Manifestering
William Hogarth, Printmaker:
Credulity, Superstition, and Fanaticism. A Medley.
(1762)
" … never grant us any deeper understanding."
Publishing exists as an essentially infinite field. From an author's perspective, interacting with it carries all the context markers of any encounter with any infinite, by which I mean that there's no reasoning with it. Any individual interaction holds an essentially random possibility for any outcome: positive, negative, but mostly indifferent. In this way, at least, publishing does not quite qualify as a classic system. I might better describe it as a field and its products as perturbations. Something happens, but whatever occurs was never beforehand predictable. One casts into Publishing without ever knowing what might become of the encounter. One might dream of great good fortune, but there's no guaranteeing any outcome. The best anyone can promise might be an entry, an attractive offering. Whether anyone reads the damned thing, a matter of marketing, by which I mean a matter of credulity, superstition, and fanaticism: mysticism.
Ask any author how he happened to become successful, and the honest ones will answer with complete mystery. It was, of course, an accident. No concrete explanation could possibly exist to describe how Publishing worked in that instance. Even the author, who persisted through two and a half dozen rejections before finally stumbling upon an imprint willing to accept his manuscript, cannot explain how or why his book took off. That publisher cast the product out into a randomly vibrating market, and that work struck an attractive chord.
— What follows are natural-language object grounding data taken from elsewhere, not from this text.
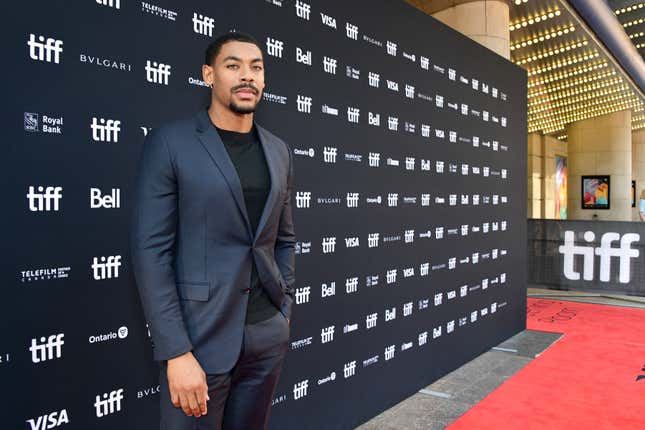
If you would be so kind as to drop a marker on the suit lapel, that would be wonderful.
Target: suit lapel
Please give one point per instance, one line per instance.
(272, 163)
(212, 142)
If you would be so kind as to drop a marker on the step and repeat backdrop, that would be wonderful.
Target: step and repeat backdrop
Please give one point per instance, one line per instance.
(409, 143)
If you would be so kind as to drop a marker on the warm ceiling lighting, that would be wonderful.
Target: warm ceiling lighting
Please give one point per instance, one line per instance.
(534, 19)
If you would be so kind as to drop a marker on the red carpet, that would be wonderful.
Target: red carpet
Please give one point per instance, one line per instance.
(586, 380)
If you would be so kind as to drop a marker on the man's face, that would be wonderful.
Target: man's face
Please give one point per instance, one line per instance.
(237, 75)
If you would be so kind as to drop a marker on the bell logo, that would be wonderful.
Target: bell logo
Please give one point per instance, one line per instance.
(624, 253)
(109, 404)
(49, 421)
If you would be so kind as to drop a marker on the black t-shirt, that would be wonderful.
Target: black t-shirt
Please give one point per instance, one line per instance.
(245, 151)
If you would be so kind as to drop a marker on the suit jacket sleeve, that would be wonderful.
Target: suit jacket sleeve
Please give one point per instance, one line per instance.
(154, 227)
(285, 245)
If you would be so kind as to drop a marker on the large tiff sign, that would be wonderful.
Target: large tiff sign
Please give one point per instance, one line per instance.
(409, 200)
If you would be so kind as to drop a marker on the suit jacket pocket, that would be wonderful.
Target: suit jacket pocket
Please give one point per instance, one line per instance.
(199, 291)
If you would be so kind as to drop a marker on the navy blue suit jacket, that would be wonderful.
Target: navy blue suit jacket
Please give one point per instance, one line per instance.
(192, 245)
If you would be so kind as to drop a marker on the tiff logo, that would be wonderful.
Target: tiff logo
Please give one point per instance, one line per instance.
(374, 159)
(329, 245)
(370, 320)
(353, 114)
(107, 268)
(390, 276)
(392, 123)
(44, 49)
(303, 10)
(606, 251)
(327, 334)
(351, 285)
(329, 154)
(203, 24)
(109, 404)
(374, 119)
(304, 104)
(329, 65)
(303, 199)
(393, 199)
(373, 79)
(303, 57)
(46, 199)
(349, 369)
(352, 200)
(372, 240)
(391, 48)
(351, 31)
(274, 47)
(157, 73)
(389, 352)
(302, 295)
(300, 389)
(48, 348)
(116, 4)
(105, 130)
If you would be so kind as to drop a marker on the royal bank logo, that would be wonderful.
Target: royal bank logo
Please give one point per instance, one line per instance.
(353, 114)
(328, 20)
(45, 49)
(373, 79)
(351, 31)
(203, 24)
(105, 130)
(409, 91)
(352, 200)
(303, 199)
(109, 403)
(329, 65)
(349, 369)
(374, 159)
(49, 348)
(303, 10)
(302, 295)
(329, 245)
(370, 320)
(329, 154)
(327, 334)
(106, 267)
(157, 73)
(390, 276)
(392, 123)
(44, 199)
(391, 48)
(351, 286)
(303, 104)
(50, 420)
(300, 389)
(605, 251)
(374, 119)
(274, 47)
(303, 57)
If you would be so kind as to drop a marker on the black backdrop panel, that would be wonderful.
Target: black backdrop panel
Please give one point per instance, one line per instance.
(409, 143)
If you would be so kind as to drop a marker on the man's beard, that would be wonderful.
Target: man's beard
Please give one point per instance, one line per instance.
(241, 109)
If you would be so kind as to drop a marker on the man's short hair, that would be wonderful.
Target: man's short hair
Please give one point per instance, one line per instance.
(215, 46)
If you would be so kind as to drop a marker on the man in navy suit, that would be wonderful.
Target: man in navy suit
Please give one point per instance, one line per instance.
(213, 250)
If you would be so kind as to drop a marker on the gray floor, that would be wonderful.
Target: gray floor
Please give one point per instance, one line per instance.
(441, 403)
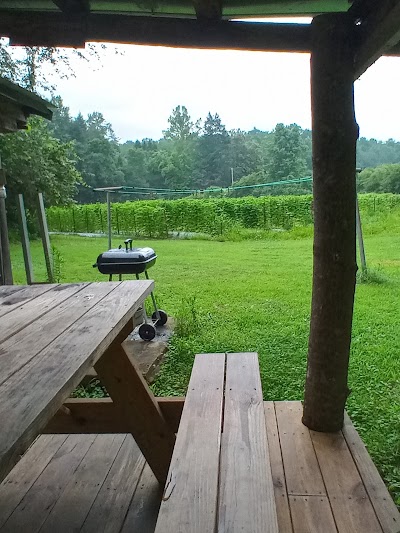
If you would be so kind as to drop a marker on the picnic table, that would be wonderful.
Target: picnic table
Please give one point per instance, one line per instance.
(50, 336)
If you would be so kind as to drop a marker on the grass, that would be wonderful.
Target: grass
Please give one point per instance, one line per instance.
(254, 295)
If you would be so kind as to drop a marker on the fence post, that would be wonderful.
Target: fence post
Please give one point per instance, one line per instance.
(44, 231)
(87, 220)
(25, 240)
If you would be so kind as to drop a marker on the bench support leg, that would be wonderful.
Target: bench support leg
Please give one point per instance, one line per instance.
(138, 407)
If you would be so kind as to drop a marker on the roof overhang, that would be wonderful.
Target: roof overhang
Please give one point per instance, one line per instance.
(17, 104)
(199, 24)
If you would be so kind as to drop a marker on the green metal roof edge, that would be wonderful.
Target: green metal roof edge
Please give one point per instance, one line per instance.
(230, 8)
(33, 103)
A convergence of time and place occurred, and nobody, except by superstition, ever successfully explains how time and space converge. It just happens, though it more often doesn't.
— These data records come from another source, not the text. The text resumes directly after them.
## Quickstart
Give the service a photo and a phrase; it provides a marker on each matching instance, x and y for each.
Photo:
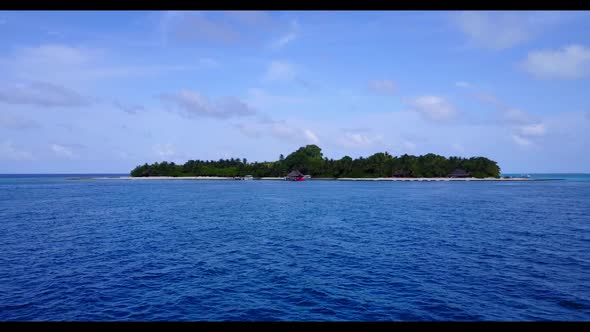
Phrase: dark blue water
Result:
(92, 250)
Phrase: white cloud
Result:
(61, 150)
(537, 129)
(383, 86)
(358, 139)
(502, 30)
(129, 108)
(570, 62)
(12, 122)
(434, 108)
(42, 94)
(10, 152)
(288, 37)
(193, 103)
(249, 130)
(515, 116)
(280, 71)
(259, 98)
(208, 63)
(163, 150)
(462, 84)
(250, 17)
(409, 145)
(311, 136)
(77, 65)
(520, 140)
(458, 147)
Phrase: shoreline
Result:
(316, 179)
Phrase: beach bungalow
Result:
(295, 175)
(459, 173)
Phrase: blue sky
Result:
(106, 91)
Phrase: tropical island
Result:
(310, 160)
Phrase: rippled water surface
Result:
(304, 251)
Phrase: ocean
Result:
(104, 250)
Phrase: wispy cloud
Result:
(288, 37)
(129, 108)
(10, 152)
(260, 98)
(358, 139)
(434, 108)
(42, 94)
(462, 84)
(525, 128)
(192, 103)
(17, 123)
(570, 62)
(383, 86)
(502, 30)
(280, 71)
(61, 150)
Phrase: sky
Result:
(103, 92)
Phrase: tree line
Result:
(310, 160)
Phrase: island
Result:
(309, 160)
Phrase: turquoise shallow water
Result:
(297, 251)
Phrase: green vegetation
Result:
(309, 160)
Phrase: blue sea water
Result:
(96, 250)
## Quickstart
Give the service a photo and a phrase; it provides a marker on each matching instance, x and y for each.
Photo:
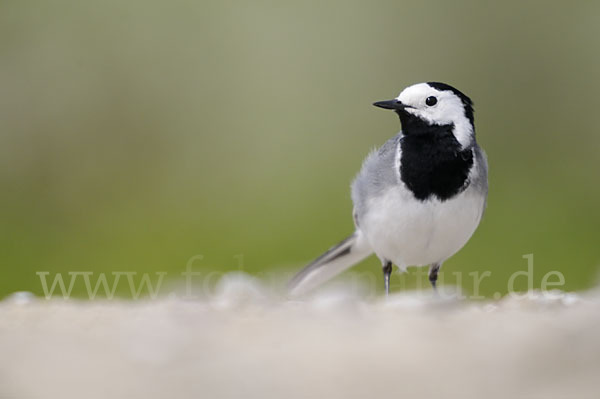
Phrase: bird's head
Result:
(426, 105)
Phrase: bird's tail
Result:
(337, 259)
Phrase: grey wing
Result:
(377, 173)
(479, 180)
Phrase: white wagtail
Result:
(418, 198)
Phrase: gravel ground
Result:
(246, 342)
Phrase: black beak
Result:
(390, 104)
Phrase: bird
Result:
(417, 199)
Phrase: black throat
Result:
(432, 163)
An author must steep himself in mysticism to maintain his position in this world. He must believably imagine that his work matters, that it carries potential far beyond his keyboard, that or live a detached monk-like existence. He creates on the promise he imagines and must mostly loses the ability to crisply distinguish between imagination and promise. Neither provable, he must remain open and credible to the otherwise incredible. He deals first in this first-person fiction, whatever genre he's writing. Nonfiction might require him to produce the greatest quantities of such self-deception, its premise inevitably pure ruse because he must first filter whatever he produces through himself. He writes as if no observer exists while steadfastly observing himself doing this.
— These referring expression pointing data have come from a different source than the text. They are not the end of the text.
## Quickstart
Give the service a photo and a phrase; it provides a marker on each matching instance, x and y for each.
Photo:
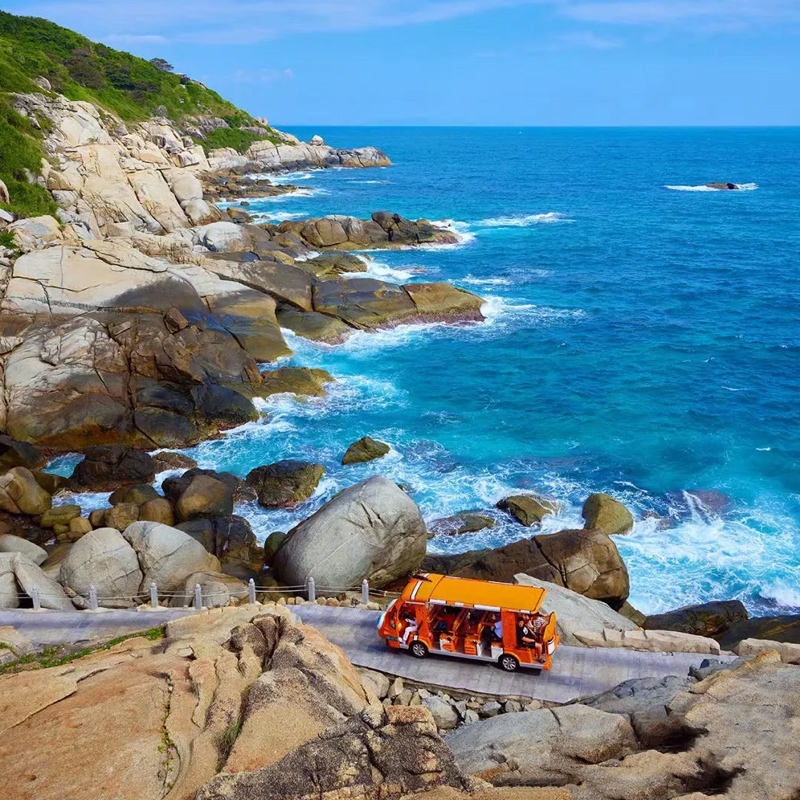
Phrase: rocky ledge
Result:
(142, 316)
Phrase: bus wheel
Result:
(418, 649)
(508, 662)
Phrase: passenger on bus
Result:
(410, 623)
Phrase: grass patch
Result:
(58, 655)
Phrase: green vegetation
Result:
(132, 88)
(58, 655)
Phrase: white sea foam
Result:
(525, 220)
(462, 230)
(743, 187)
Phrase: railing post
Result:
(37, 600)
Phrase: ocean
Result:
(642, 339)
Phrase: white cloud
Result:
(262, 75)
(252, 21)
(591, 40)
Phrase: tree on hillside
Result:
(162, 64)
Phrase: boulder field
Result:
(249, 702)
(142, 314)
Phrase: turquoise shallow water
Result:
(640, 340)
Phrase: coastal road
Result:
(577, 671)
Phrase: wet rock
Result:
(285, 483)
(295, 380)
(709, 619)
(603, 513)
(20, 493)
(575, 612)
(385, 529)
(108, 467)
(159, 509)
(528, 509)
(780, 629)
(314, 326)
(167, 460)
(365, 449)
(231, 540)
(167, 556)
(458, 524)
(137, 494)
(272, 544)
(16, 544)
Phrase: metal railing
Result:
(200, 596)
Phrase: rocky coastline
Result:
(137, 322)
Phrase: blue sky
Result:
(469, 62)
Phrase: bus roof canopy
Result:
(446, 590)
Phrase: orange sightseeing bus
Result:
(465, 618)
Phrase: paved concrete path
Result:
(577, 671)
(60, 627)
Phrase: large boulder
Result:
(709, 619)
(167, 556)
(16, 544)
(285, 483)
(463, 522)
(528, 509)
(390, 753)
(107, 467)
(587, 562)
(231, 540)
(603, 513)
(30, 577)
(372, 530)
(204, 497)
(365, 449)
(20, 493)
(575, 612)
(103, 559)
(546, 747)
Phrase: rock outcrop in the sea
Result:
(372, 530)
(601, 512)
(587, 562)
(364, 450)
(709, 619)
(285, 483)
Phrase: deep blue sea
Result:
(642, 339)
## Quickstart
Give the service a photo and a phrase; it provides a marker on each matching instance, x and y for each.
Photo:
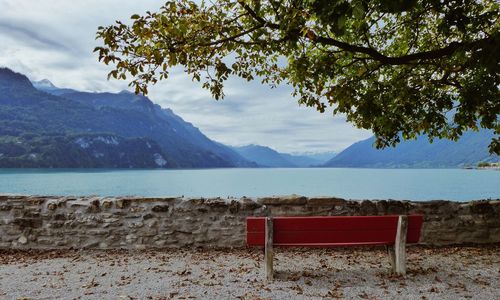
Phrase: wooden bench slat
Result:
(332, 231)
(322, 223)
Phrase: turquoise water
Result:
(410, 184)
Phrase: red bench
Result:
(334, 231)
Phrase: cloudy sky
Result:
(54, 39)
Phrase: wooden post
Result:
(269, 254)
(392, 257)
(400, 246)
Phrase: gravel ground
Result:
(360, 273)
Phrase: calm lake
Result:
(409, 184)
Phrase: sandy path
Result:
(361, 273)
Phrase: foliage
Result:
(399, 68)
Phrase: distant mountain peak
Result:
(44, 85)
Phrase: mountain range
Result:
(471, 149)
(42, 125)
(266, 157)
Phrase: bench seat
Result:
(335, 231)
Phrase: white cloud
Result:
(54, 39)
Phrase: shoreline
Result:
(352, 273)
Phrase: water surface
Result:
(409, 184)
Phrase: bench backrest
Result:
(332, 230)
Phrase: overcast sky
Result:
(54, 39)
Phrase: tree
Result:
(400, 68)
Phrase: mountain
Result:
(469, 150)
(80, 151)
(29, 116)
(267, 157)
(304, 160)
(264, 156)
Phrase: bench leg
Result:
(392, 257)
(400, 246)
(268, 252)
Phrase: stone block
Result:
(283, 200)
(325, 201)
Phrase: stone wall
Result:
(139, 223)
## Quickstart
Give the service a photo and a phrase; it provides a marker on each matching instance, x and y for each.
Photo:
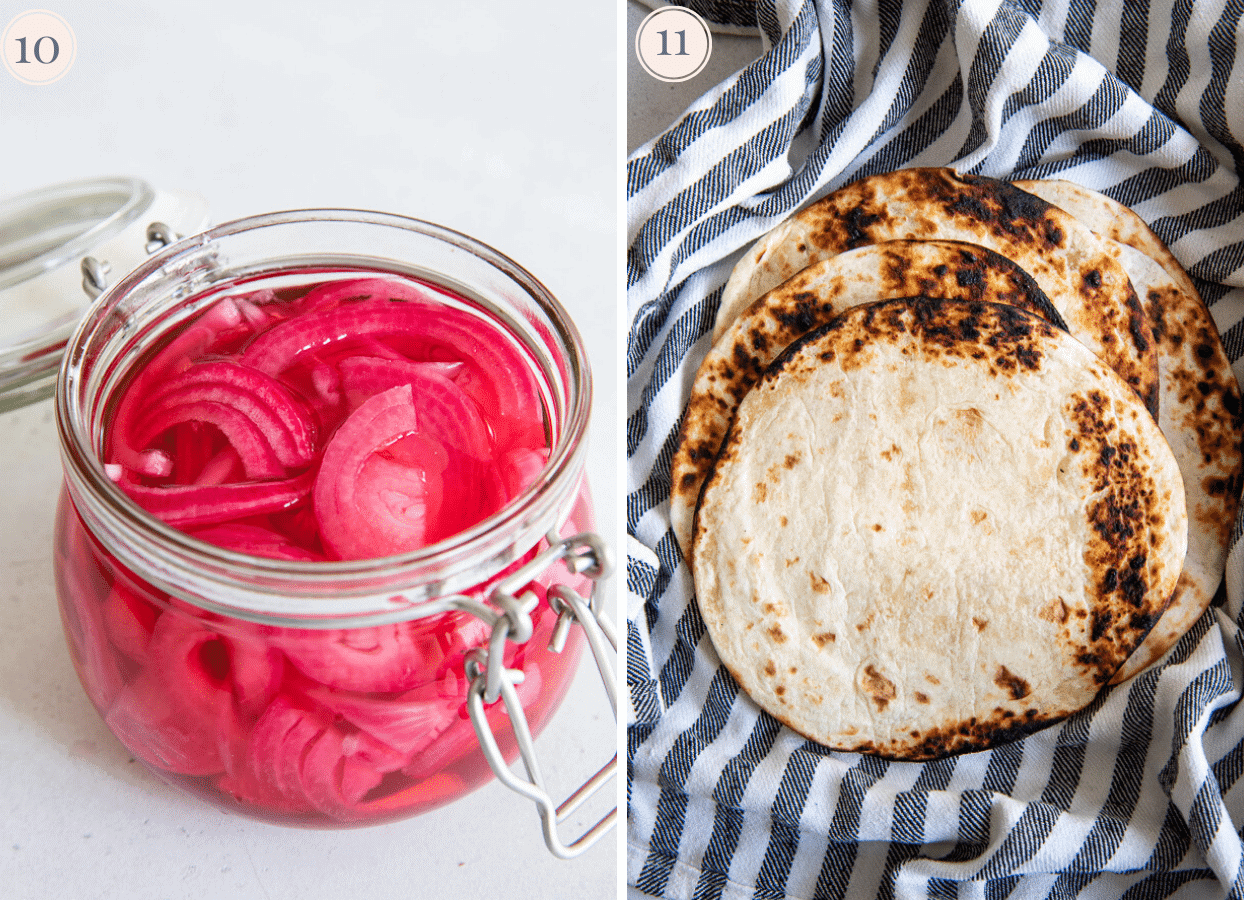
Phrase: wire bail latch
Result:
(490, 680)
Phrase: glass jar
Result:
(324, 693)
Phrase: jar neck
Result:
(173, 286)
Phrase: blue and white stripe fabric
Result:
(1141, 794)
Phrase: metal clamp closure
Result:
(490, 680)
(95, 273)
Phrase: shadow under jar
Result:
(301, 451)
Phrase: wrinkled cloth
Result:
(1138, 796)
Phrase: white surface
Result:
(501, 125)
(653, 105)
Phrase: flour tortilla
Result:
(1198, 401)
(1199, 413)
(811, 298)
(1109, 218)
(933, 527)
(1076, 269)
We might learn most whenever observing ourselves interacting with an infinite. We, of course, insist upon sticking with finite rules for these engagements, projecting causes and effects and generally confusing our influence with results. We deserve whatever goodness might emerge and begrudge whatever evil might appear. We firmly believe that we're working toward some state of mastery or grace, that we will, with diligent practice, come to understand, if not precisely, all things, but at least these. We cast ourselves as the hero in waiting or the failed conquerer, neither characterization more accurate than the other. We puff up ourselves with unsupportable beliefs and then come to grief or greatness without having very much influenced either result. We should properly believe that we're manifesting our futures though we're more probably Manifestering them. May God, in infinite wisdom, never grant us any deeper understanding. Amen.